Bruscamente, o que se via agora na janela era um mausoléu em forma de bosques, resquícios de mata, que na noite sem lua e chuvosa, era apenas um imenso ponto borrado na escuridão. Subindo colinas, descendo ladeiras, em questão de minutos, a barca agora estava adentrando em uma paisagem completamente diferente, formada por uma enorme cadeia de edificações irregulares, ruas esburacadas e empoeiradas, árido e pós-apocalíptico como em um purgatório. Chegando neste ponto o barqueiro avisou:
– Metade da travessia!

Animo-me e tento puxar conversa, mas o barqueiro é silencioso, de difícil comunicação.

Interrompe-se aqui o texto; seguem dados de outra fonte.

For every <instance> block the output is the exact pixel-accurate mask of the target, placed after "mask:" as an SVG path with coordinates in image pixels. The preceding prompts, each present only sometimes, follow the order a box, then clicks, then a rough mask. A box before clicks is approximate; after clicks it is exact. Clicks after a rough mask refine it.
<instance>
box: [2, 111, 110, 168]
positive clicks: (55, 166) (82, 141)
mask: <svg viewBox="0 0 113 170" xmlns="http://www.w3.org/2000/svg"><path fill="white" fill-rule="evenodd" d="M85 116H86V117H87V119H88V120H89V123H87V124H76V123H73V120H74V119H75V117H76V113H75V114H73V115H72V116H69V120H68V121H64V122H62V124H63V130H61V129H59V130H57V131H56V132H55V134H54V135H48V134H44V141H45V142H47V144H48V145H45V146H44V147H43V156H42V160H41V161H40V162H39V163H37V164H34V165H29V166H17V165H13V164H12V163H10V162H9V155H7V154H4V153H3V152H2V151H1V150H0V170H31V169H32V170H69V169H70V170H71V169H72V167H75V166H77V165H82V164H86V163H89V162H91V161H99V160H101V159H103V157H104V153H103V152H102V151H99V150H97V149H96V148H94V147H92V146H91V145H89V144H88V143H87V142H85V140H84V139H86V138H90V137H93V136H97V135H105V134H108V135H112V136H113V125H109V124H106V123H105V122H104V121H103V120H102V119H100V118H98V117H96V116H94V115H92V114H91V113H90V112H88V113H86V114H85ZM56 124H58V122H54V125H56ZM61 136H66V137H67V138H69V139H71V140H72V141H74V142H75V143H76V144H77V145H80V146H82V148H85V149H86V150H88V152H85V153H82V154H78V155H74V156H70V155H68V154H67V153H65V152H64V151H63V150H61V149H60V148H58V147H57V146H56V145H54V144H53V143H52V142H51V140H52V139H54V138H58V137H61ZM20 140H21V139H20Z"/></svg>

– Porra meu relógio parou!
– O tempo é irrelevante! Disparou o barqueiro.
– Mas ele deixa marcas! Complementei.
– O que deixa marcas é noda de caju, sangue de menstruação, bosta na cueca! Responde ríspido depois de cinco minutos o barqueiro rompendo seu silêncio.
– Porra, mas o tempo é muito importante cara, já imaginou se a gente não tivesse hora pra defecar, pra comer, pra dormir, pra foder? Tentei criar o embate.
– Pura pretensão, o homem só faz merda e ainda se gaba!
– É a Ciência cara, é a porra da ciência! – retruquei.
– Não seja ridículo, o tempo é uma péssima criação do homem, assim como Deus. Se o homem fosse mais esperto, teria feito os segundos mais longos, tornando dessa forma mais longo o tempo, mesmo que isso seja um tremendo engodo.
– Nisso você tem razão! Como estava sem argumentação, concordei pra finalizar a conversa.
Depois de uma longa jornada, a barca finalmente parou na Passarela dos Ciprestes, agradeci ao barqueiro e saltei na parada. Antes que me virasse para avistá-la pela ultima vez, ela havia sumido com os primeiros raios de sol que surgia no horizonte. Minutos caminhando até chegar e ser recepcionado pelo porteiro do meu prédio, que quase vivo e sorridente, com os olhos ainda inchados de dormir, disse:
– Seu time perdeu de Seis!!
Acendi um cigarro já imaginando como seria esse dia que começava. Olhei pro meu relógio e vi que funcionava, marcava 05h50min. Será que o tempo esteve parado durante a travessia? Talvez o barqueiro tivesse razão, é provável que o tempo seja realmente irrelevante, pelo menos quando se está a bordo da Linha Fantasma.